Covid-19: How Much Herd Immunity is Enough?

The study found that 1,064 of the 1,568 sailors aboard, or about 68 percent, had tested positive for the virus.

But the carrier returned to port while the outbreak was still in progress, and the crew went into quarantine, so it was unclear whether the virus was finished infecting new sailors even after 68 percent had caught it.

Also, outbreaks aboard ships are poor models for those on land because infections move much faster in the close quarters of a vessel than in a free-roaming civilian population, said Dr. Natalie E. Dean, a biostatistician at the University of Florida.

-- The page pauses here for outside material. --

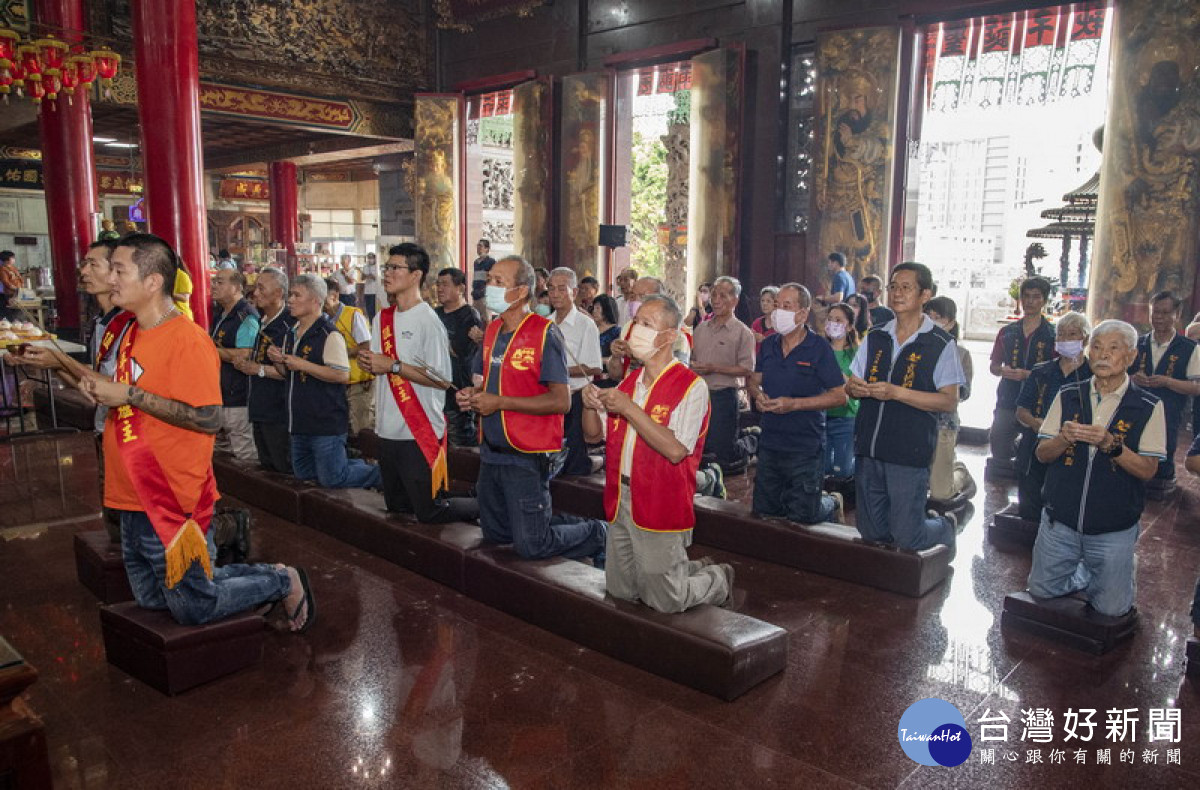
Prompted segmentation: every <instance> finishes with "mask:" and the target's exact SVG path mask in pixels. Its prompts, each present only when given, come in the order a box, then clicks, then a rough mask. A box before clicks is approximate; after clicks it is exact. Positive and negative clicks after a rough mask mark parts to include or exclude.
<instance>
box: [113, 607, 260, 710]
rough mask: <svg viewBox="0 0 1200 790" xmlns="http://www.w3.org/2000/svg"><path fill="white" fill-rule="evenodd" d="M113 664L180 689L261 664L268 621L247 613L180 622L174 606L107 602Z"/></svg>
mask: <svg viewBox="0 0 1200 790" xmlns="http://www.w3.org/2000/svg"><path fill="white" fill-rule="evenodd" d="M100 624H101V630H102V632H103V635H104V653H106V654H107V656H108V663H109V664H112V665H113V666H116V668H118V669H121V670H124V671H126V672H128V674H130V675H132V676H133V677H136V678H138V680H139V681H142V682H143V683H145V684H148V686H152V687H154V688H156V689H158V690H160V692H162V693H163V694H179V693H180V692H186V690H187V689H190V688H194V687H197V686H200V684H202V683H208V682H209V681H214V680H216V678H218V677H223V676H226V675H229V674H232V672H236V671H238V670H240V669H244V668H246V666H250V665H251V664H254V663H257V662H258V660H259V659H260V658H262V656H263V634H264V621H263V618H262V617H259V616H258V615H254V614H252V612H246V614H242V615H234V616H233V617H227V618H226V620H222V621H218V622H215V623H209V624H206V626H180V624H179V623H176V622H175V620H174V618H173V617H172V616H170V612H168V611H151V610H149V609H142V608H140V606H138V605H137V604H136V603H133V602H126V603H122V604H113V605H110V606H102V608H101V610H100Z"/></svg>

More important, the early estimates from Wuhan and Italy were later revised upward, Dr. Lipsitch noted, once Chinese scientists realized they had undercounted the number of victims of the first wave. It took about two months to be certain that there were many asymptomatic people who had also spread the virus.

It also became clearer later that “superspreader events,” in which one person infects dozens or even hundreds of others, played a large role in spreading Covid-19. Such events, in “normal” populations — in which no one wears masks and everyone attends events like parties, basketball tournaments or Broadway shows — can push the reproduction number upward to 4, 5 or even 6, experts said. Consequently, those scenarios call for higher herd immunity; for example, at an R0 of 5, more than four out of five people, or 80 percent, must be immune to slow down the virus.

Further complicating matters, there is a growing consensus among scientists that the virus itself is becoming more transmissible. A variant “Italian strain” with the mutation known as D614G has spread much faster than the original Wuhan variant. A newly identified mutation, sometimes called N501Y, that may make the virus even more infectious has recently appeared in Britain, South Africa and elsewhere.